“What GP?”
“Are you serious?” Of course he was. Now that I thought about it, Billy’s vagabond lifestyle probably hadn’t left room for registering with a GP and following a recovery plan. I tracked back, counting the months since the accident I still knew next to nothing about. At the time, I’d been focussed on Mia and Luke, and so much had happened since. Six months? Nine? A year? My fuzzled brain couldn’t seem to remember. Maybe I was absorbing Billy’s apparent lack of equilibrium.
He didn’t answer my question. I got him to his feet. “Do you still feel sick?”
“I feel like I died.”
I believed him, given that he had died the first time he’d had surgery on his shoulder. Daley boys didn’t take well to general anaesthetics. They were also proud men who didn’t admit perceived weaknesses easily. I didn’t know Billy as well as I knew Luke, but instinct warned me to settle him fast, before old habits kicked in and he pushed me away.
My room was closest. Billy’s room was hardly a world away, but for reasons I’d never understand, I walked Billy to my bed and sat him down.
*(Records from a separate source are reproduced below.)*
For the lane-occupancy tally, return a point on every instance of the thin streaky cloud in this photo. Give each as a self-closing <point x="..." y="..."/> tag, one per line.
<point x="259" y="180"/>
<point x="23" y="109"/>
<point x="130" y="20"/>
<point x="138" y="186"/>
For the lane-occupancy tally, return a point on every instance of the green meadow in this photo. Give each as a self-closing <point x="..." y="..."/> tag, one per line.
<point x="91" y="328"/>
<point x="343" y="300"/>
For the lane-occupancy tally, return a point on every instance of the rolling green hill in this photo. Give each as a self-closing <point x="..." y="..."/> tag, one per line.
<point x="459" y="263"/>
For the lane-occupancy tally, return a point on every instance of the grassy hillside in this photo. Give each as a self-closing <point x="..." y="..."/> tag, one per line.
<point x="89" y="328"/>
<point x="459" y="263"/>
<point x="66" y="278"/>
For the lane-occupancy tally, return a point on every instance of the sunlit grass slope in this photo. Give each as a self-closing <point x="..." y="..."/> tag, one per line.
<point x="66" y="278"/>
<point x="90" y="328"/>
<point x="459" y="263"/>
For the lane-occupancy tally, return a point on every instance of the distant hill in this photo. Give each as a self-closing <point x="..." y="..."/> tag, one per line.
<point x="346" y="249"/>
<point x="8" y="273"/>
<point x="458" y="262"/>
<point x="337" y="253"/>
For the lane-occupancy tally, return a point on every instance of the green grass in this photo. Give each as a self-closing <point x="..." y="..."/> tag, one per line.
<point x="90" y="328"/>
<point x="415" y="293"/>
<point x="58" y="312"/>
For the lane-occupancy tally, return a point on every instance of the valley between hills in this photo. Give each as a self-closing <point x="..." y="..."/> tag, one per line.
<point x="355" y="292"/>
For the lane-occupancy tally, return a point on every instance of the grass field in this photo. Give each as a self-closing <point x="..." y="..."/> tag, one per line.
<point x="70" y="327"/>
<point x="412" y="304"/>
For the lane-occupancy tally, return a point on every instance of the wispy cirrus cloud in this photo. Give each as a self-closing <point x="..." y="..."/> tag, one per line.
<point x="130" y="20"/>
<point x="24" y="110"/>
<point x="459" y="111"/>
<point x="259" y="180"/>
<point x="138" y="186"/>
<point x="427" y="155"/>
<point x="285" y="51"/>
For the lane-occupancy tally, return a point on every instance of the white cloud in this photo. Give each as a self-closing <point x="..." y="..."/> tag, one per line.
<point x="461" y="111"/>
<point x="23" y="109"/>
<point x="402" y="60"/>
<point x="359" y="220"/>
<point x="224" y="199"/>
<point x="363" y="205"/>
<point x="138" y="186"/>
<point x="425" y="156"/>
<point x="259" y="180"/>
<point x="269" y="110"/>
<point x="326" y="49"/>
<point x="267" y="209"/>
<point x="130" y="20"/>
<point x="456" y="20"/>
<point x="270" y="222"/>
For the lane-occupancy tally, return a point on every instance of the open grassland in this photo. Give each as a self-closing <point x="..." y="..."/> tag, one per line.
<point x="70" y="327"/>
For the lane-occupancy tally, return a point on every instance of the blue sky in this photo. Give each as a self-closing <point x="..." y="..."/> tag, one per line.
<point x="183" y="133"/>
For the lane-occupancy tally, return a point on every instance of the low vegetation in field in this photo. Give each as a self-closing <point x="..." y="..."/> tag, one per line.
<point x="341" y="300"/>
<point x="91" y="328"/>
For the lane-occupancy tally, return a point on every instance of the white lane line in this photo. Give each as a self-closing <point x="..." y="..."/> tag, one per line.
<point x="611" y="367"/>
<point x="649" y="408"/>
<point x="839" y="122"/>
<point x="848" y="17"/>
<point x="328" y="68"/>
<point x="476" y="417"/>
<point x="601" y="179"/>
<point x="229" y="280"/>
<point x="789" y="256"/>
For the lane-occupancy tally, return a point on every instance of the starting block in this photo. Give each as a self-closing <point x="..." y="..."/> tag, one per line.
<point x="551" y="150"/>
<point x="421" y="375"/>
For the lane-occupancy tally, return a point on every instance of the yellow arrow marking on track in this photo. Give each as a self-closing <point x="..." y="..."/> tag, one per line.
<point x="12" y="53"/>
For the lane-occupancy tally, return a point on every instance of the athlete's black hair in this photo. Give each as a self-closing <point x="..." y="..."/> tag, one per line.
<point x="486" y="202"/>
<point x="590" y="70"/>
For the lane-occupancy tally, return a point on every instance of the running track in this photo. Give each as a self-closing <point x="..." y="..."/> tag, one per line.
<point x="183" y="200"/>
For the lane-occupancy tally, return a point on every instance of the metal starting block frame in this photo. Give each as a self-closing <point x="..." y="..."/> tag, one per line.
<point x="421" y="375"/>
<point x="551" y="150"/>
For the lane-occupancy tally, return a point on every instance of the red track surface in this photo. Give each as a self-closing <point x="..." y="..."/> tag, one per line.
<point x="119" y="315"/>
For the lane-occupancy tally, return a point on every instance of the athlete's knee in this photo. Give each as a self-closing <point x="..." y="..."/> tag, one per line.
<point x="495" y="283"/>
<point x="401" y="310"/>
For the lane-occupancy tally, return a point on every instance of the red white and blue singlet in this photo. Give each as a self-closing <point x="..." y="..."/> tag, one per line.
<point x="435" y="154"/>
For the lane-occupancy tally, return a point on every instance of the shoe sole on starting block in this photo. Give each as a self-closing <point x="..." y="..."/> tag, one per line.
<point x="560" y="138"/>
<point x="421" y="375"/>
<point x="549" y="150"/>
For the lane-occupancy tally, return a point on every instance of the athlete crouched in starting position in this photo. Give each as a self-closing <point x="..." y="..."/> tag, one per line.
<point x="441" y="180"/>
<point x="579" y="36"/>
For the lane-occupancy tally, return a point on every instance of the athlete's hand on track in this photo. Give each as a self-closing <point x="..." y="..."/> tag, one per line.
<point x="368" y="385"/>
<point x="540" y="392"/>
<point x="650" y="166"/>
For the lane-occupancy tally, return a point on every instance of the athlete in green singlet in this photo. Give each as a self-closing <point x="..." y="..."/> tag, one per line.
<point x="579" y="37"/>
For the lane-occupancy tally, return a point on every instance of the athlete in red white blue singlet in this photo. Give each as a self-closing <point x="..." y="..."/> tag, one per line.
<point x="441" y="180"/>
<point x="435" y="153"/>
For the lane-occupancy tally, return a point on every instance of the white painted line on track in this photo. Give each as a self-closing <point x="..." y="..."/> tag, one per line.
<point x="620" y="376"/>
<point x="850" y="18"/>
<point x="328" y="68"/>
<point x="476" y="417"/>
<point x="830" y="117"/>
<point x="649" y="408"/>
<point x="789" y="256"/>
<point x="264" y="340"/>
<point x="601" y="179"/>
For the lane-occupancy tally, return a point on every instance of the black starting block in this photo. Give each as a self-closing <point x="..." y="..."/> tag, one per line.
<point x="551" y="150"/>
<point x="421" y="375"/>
He cast a slow gaze around my bedroom. “What are we doing in here?”
“Bigger bed, telly on the wall, and I have the good drugs.”
“What drugs?”
“Tramadol for pain. Amitriptyline to relax your muscles.”
“How’d you get that shit?”
“Knee surgery.”
“When?”
“Two years ago.”
“I didn’t know about that.”
I shrugged, because why would he? Even if he’d had a functioning relationship with Luke, my health and wellbeing would hardly have been a hot topic of conversation. “Anyway. If you wanna chill in here for a bit, I’ll get you some pills, some food, and a hot cuppa to wash it all down. How does that sound?”
Bewilderment warred with the sardonic half smirk Billy usually painted on his face. He glanced around the room again, his hesitance clear, though which part of my proposal was making him twitch, I couldn’t tell.
I took a chance and knelt in front of him, my hands on his knees. “Look, I can give you the drugs and help you to your own room if you’d prefer, but I’m not leaving you alone like this, okay? I’ll kip in your doorway if I have to, and I’m sure you don’t want that.”
“Don’t want you being a creepy weirdo? Nah, I like that shit.”
His rough humour was a soft breeze after a sandstorm, washing the scratchy tension from the air. “Whatever.” I stood. “I’ll get the drugs and the tea while you figure it out.”
I was halfway to the door when he called my name. Holding my breath, I turned.
Billy offered me a ghostly smile. “I’ll stay, but don’t make me eat. Your room is too nice for me throw up in.”
He didn’t throw up. He swallowed the pills I gave him and drank the tea, and when he was sufficiently buzzed, seemed to remember he hadn’t eaten since the mini doughnuts I’d forced on him that morning.How does he even live?I’d put away at least six sandwiches since then. “What do you want?” I asked, trying to ignore how much I was enjoying seeing him stretched out on my bed. “I can order something?”
Billy shook his head, eyes hooded and heavy. “No. I don’t want you spending money on me, and I don’t have any. There must be something in the cupboards. I just remembered I bought other stuff that’s not in the fridge.”
“What did you buy?”
“Can’t remember.”
“Okay...do you remember where you put it?”
“Nope.”
Truth be told, he could’ve bought a hundred different things and stashed them in my kitchen cupboards before I noticed. It wasn’t like I ever looked.
Curious, I rolled off the bed and sloped downstairs. The fridge was as bare as I’d left it, but a scout of the corner cabinet revealed a squirrel store of baked beans, Super Noodles, and tins of tuna. I couldn’t imagine how they’d taste together, and we had no bread for toast, so I plumped for the noodles and managed to cook them in the microwave without burning the house down.